Prior to starting to demolish the old historical town of Bucharest in order to build Centrul Civic, Bucharest had already suffered communist reconstruction, particularly in the 1970s, under the systematization programme which consisted of the demolition and reconstruction of existing villages, towns, and cities, in whole or in part, in order to make place to standardized blocks of flats, after Ceauşescu got this idea during a 1971 visit in North Korea which exposed him to Juche ideology. The construction of Centrul Civic and the demolitions necessary for it, however, were quite extreme even compared to other reconstruction communist programmes.
The vast empty fields which emerged in the historic town during the demolitions of the 1980s were sarcastically called "Ceaușima". Concrete hulks of half-completed buildings long stood where historic buildings once stood. A remainder of the former "Ceaușima" is the never-completed eastern large area between the Mircea Vodǎ and Nerva Traian streets.

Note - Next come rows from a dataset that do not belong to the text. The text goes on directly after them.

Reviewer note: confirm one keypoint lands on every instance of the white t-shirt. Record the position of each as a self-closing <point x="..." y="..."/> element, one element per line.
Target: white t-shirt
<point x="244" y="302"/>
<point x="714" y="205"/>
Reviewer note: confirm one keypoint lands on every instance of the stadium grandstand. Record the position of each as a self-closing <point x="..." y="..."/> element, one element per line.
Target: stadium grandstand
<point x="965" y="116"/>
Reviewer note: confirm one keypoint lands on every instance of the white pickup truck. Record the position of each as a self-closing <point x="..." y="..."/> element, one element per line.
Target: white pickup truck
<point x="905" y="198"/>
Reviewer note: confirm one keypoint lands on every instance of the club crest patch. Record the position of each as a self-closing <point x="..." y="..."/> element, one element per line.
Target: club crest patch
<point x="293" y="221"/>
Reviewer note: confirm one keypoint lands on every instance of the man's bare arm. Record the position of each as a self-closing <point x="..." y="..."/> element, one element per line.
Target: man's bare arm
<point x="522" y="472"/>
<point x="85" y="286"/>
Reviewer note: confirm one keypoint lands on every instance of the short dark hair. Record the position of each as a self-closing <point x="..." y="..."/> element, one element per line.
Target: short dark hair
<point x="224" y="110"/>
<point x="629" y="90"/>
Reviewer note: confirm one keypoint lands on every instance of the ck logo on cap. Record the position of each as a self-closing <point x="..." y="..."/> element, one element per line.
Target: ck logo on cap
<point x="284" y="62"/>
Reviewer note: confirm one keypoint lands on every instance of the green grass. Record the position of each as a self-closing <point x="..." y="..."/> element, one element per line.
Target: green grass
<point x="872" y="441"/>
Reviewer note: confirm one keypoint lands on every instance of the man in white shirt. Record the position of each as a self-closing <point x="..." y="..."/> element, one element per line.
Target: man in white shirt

Centrul Civic is surrounded all-around by old historical buildings and neighborhoods. Many churches, such as the Sf. Nicolai-Mihai Vodă Church, were moved rather than demolished, and the nearby Antim Monastery remains largely intact, although lacking its original eastern wing. Immediately next to the Centrul Civic, just off Unirii Square, is Dealul Mitropoliei,, with the Patriarchal Cathedral and Palace, which is the seat of the Patriarch of the Romanian Orthodox Church.

Description

Centrul Civic is a complex of modern concrete buildings with marble façades, centered on a boulevard originally meant to be "the Boulevard of the Victory of Socialism". Being renamed after the Romanian Revolution of 1989 the Union Boulevard, it has been modeled after Paris's Champs-Élysées, though a little wider; it runs roughly east–west, making a grand approach to the Palace of Parliament at its western terminus. A large balcony in the Palace surveys the entire length of the boulevard.
Centrul Civic includes numerous government offices and apartments, the latter roughly equalling the housing units destroyed for its construction. The apartments were originally intended to house Romania's communist elite, but the present final complex is certainly not a preferred residence for the city's new capitalist elite, with the possible exception of buildings that look out on the now-bustling Unirii Square. On this location the Centrul Civic bisects the Dâmboviţa River, which is channelled at this point underground the Square.
Centrul Civic stands out as a Socialist-Realism style monument with its architectural uniformity, but also because of its lack of commercial spaces. Most of the small shops and restaurants that form the heart of Bucharest are to be found in the areas immediately to the north of Centrul Civic.